Abstract

It is becoming increasingly clear that the inflammatory reaction can be ascribed to a complex array of mediators generated and released from activated phagocytes. In this study, the effect of PAF on interleukin-1(IL-1) activity by rat alveolar macrophages(AM) was examined using thymocyte proliferation assay in the supernate of sample obtained after 24 hr culture. When AM were cultured with PAF alone, no change in IL-1 activity was observed. However, the combined addition of PAF and muramyl dipeptide(MDP) or lipopolysaccharide(LPS) to AM cultures markedly enhanced IL-1 activity by 2-3 fold compared with AM cultures with the stimulant alone in a concentration dependent fashion. The peak effect was found at 10-8 M PAF with MDP and 10-14 M PAF with LPS. the effect of PAF was also tested in silica, toxic respirable dust, -added AM cultures as well as in the cultures containing bacterial compounds.

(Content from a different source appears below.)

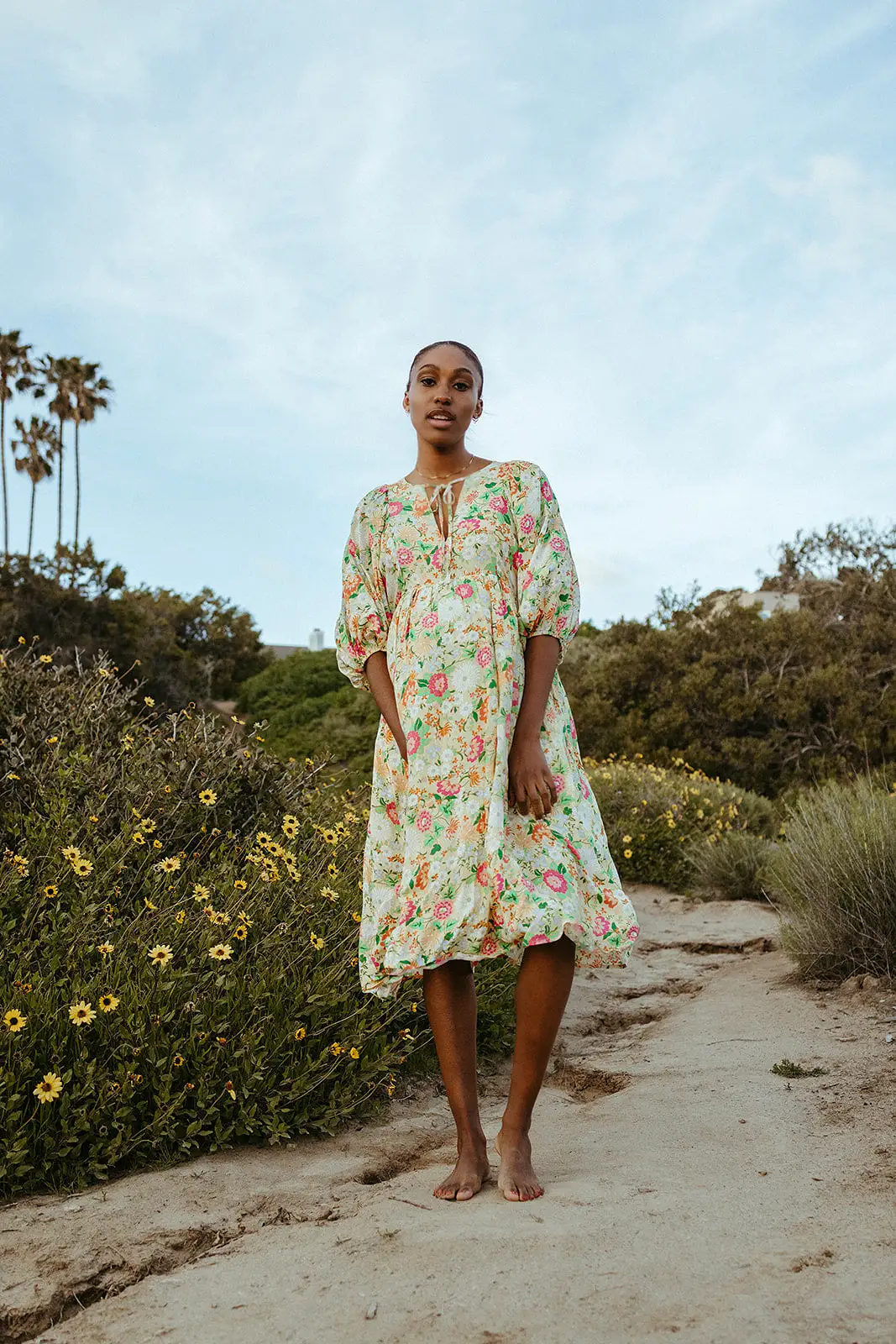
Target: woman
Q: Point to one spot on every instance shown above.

Although silica did not stimulate the IL-1 activity, PAF could enhance IL-1 activity by 2 fold above the value of the silica-treated AM cultures with the peak response at 10-2 M PAF. Optimal enhancement of IL-1 activity occurred when MDP and PAF were present together at the initiation of the 24 hr AM cultures. Additionally, the biologically inactive precursor/metabolite of PAF, lyso-PAF failed to induce enhancement of IL-1 activity. When the specific, but structurally different PAF receptor antagonists, BN 5202 (10-5 M) and CV 3988(10-5M) was treated 15 min before addition of PAF(10-8 M) and MDP(10 microgram/ml) to the AM cultures, it markedly inhibited the enhancement of IL-1 activity induced by PAF. The effects of these PAF antagonists were also observed in LPS(1.0 microgram/ml)-stimulated cells. Collectively, these data suggest that PAF enhances IL-1 activity by interaction with a specific receptor.